I agree, the way that the system reasons should be configurable by the system itself. Of course you have to give it some fundamental operation(ultimately we operate within the mappings of the universe), but this should be as low level as possible, allowing the system to build its own composite structure with which to reason.
While I think the hypergraph is a great data structure, and I agree graph rewrite rules, written as graphs have a lovely symmetry, this approach feels too low level to me. Sure you can have graphs representing both data and process ala "To Dissect a Mockingbird", but it feels that this interesting interplay of data and process is sitting too high up in the hierarchy of structure, I think you want this happening at a very low level, giving more space for emergence (whatever that may be).
There is not enough symmetry, I think the correct solution to this problem is going to look obvious.
I don't think this is an engineering problem, I think it is a radical re-imagining of what intelligence is.
My hope is with reservoir computing.
I think what we need to do is a mashup of reward modulated hebbian learning and reservoir style techniques. We need to take a gigantic sledge hammer and smash apart the incoming stream of data, spray it as far across the space as possible and then linearly compose the pieces to construct something that looks right. Combine this with hebbian learning so that those mutated, fragmented, mutated pieces of the incoming object which are useful for the purpose of the device are made more likely to occur within the network.
So you need a structure where it is possible to enhance the probability of some perturbation of the data through some global learning rule. Then you need a way of bringing those pieces together to reconstruct either the object itself or an object of use. And you need lots of it, billions of active processing elements and trillions of sparse connections.
Just my rant, perhaps it will spark something in a mind elsewhere, just passing on the pieces of the puzzle that I have smashed apart in my head.
Perhaps we need to flip this all around, the patterns come from the world, they take root in our head and use the substrate to evolve, before passing out into the world again. what an GAI needs to do is provide a place for these patterns to take root and evolve according to the GAI specific objective function...
It has to do with small amounts of leakage current on the device level. If you just use 1 type of transistor (p or n -type) then when you change from on/off or off/on you will lose more current than if you use both types in your circuit. Sum this across billions of transistors and the equation starts to make sense.
Can you explain what the importance of this leakage is?
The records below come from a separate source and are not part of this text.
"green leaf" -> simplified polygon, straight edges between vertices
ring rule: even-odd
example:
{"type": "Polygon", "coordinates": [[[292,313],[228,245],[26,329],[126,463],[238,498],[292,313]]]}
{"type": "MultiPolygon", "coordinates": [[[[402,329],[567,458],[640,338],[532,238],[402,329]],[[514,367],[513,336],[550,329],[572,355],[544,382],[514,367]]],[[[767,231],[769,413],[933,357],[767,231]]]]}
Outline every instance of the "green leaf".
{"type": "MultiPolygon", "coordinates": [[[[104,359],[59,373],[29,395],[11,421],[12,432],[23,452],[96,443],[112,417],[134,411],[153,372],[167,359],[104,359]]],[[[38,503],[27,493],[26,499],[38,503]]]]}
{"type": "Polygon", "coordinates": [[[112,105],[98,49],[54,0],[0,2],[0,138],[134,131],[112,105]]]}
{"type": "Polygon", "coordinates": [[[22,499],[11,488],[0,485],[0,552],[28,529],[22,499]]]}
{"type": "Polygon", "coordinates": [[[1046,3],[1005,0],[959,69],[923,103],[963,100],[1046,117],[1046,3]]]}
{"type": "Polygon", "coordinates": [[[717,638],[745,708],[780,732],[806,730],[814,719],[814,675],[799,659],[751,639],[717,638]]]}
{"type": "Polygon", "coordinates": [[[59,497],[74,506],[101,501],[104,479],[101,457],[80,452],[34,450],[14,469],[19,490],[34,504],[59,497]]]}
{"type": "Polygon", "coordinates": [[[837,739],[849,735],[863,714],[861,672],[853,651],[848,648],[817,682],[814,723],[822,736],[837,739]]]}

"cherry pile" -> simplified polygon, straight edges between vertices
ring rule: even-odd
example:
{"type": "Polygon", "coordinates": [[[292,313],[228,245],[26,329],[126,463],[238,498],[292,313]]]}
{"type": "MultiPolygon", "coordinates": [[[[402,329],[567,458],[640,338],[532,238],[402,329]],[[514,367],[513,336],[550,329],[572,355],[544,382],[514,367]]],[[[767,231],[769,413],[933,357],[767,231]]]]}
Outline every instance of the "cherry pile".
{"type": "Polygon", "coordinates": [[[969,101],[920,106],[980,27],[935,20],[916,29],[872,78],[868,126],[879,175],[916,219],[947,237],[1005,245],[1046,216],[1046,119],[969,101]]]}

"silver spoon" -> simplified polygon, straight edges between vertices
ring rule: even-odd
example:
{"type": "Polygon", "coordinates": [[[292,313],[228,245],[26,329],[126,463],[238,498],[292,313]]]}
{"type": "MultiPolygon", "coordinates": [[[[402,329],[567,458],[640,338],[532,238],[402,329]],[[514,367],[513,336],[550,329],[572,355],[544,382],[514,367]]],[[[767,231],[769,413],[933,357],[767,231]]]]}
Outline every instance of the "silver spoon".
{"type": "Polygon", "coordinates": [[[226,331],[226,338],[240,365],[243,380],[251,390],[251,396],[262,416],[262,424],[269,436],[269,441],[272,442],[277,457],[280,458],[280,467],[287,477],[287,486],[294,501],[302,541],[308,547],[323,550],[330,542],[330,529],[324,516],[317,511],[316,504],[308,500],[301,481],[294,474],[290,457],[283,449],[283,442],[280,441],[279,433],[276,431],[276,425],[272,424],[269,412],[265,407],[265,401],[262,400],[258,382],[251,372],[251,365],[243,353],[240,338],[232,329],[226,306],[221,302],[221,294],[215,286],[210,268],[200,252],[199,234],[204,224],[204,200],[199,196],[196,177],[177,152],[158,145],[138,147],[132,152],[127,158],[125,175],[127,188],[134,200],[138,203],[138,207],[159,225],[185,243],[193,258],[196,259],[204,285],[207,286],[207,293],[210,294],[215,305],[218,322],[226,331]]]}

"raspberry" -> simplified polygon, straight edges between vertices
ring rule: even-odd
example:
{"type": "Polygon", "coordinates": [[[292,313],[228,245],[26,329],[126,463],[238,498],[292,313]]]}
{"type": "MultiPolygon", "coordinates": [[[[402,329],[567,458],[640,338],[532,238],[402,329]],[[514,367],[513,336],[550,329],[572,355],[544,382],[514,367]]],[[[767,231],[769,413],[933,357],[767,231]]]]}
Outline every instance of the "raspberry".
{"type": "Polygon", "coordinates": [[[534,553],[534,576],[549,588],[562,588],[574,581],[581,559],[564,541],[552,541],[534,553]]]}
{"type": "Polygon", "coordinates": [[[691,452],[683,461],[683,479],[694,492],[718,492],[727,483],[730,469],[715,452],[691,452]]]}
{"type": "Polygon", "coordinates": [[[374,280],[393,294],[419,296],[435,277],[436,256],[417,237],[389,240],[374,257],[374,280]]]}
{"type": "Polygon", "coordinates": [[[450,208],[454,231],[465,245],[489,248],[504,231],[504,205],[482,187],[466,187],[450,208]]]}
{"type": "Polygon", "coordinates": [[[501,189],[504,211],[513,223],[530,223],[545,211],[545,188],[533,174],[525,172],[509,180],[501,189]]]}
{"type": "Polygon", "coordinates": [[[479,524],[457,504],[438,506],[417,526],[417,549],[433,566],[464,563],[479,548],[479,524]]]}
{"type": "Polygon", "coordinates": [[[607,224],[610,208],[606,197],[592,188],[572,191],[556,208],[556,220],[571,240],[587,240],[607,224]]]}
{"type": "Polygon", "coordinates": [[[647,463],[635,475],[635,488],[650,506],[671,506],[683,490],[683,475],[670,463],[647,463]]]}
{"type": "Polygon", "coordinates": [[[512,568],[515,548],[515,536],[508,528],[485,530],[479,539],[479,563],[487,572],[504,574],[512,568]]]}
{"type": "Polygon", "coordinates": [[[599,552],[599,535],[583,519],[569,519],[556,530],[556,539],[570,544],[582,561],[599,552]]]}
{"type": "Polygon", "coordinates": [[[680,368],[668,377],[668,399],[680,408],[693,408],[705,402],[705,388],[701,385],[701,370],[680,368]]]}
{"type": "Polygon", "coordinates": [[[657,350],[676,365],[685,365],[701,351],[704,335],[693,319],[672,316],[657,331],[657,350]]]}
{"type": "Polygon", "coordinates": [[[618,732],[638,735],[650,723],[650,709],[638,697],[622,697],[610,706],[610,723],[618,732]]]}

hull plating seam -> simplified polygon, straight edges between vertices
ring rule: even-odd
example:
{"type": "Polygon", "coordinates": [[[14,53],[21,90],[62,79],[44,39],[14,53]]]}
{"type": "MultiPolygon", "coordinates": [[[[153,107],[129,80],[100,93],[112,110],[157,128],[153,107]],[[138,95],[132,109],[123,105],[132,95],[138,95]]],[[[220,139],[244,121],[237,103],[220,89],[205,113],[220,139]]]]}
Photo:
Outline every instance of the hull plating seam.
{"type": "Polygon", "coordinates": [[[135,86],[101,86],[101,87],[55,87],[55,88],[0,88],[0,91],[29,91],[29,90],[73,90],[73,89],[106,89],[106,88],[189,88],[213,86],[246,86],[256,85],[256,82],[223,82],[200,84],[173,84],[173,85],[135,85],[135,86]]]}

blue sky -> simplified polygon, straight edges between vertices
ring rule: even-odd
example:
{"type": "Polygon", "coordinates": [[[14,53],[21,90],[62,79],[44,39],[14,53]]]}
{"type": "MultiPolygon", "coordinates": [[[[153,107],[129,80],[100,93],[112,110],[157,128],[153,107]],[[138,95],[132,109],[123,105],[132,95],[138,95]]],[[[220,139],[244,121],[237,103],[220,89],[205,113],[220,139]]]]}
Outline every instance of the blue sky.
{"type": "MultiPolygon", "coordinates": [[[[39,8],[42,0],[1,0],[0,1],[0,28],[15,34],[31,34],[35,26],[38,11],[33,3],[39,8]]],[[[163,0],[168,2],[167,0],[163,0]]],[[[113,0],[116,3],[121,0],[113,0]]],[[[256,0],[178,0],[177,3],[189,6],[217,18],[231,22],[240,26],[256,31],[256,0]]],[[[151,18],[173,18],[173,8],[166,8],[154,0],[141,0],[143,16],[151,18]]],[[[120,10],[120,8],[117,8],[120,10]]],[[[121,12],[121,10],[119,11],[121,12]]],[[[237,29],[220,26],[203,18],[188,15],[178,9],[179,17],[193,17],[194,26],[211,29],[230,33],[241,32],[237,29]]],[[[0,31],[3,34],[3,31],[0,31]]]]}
Electricity costs 'power-wise' it makes sense but are there other reasons to want to avoid transistor leakage?
Disclaimer: Not a hardware guy but am utterly fascinated, ooh's and ahh's may spontaneously result.
Transistor logical state, typically logical 1 or logical 0, is represented physically by positive and negative charges, respectively. Therefore, we can change the device logical output of 1 or 0 by changing the charge output as positive or negative.
However, to change the charge of a piece of metal from positive to negative (or neutral to negative... it doesn't matter because we're worried about relative change), you need to physically move electrons (charge) on or off the metal. This movement of charge is real 'work' if you're unable to fully recover the charge when the device changes state. This results in spent energy.
Leakage current is important to consider mainly for power and heat transfer. As we require devices to increase computing performance and decrease power consumption, it is important to use techniques that economically reduce power. As power consumption of a chip increases, the spent energy of a toggling transistor becomes heat that needs to be removed in order to ensure proper functionality (in the worst case, the chip burns itself up). Therefore, proper thermal simulation and validation must be made at the system level (depending on what type of designer you are).
Dwolb's explanation isn't quite clear, and I tried to type an explanation as well, but the wiki page has a vastly better explanation as to the advantages of CMOS over NMOS.
I agree. I am not convinced that such a system is better. But I don't think the opinion expressed is infantile. Angry yes, difficult to convincingly argue, sure. But wrong? Who knows...
I often wonder if there is some notion of a basis of computation in mathematics. You can do stuff in binary, trinary, what about further out systems? What about working with functions/mappings which take more than two inputs. What can be said about the expressive power of these different ways of computing? Any one know where I should be looking for this kind of stuff?
If you are interested in "functions/mappings" then you can look at Lambda Calculus and work your way right up to modern functional programming languages:
I'm reasonably well versed in these topics, I found them unsatisfying, they don't capture the essence for me. I don't really know what I'm looking for I just know I haven't seen it yet.
(I realize you were being sarcastic, but misinterpreting you enabled me to make my point elegantly)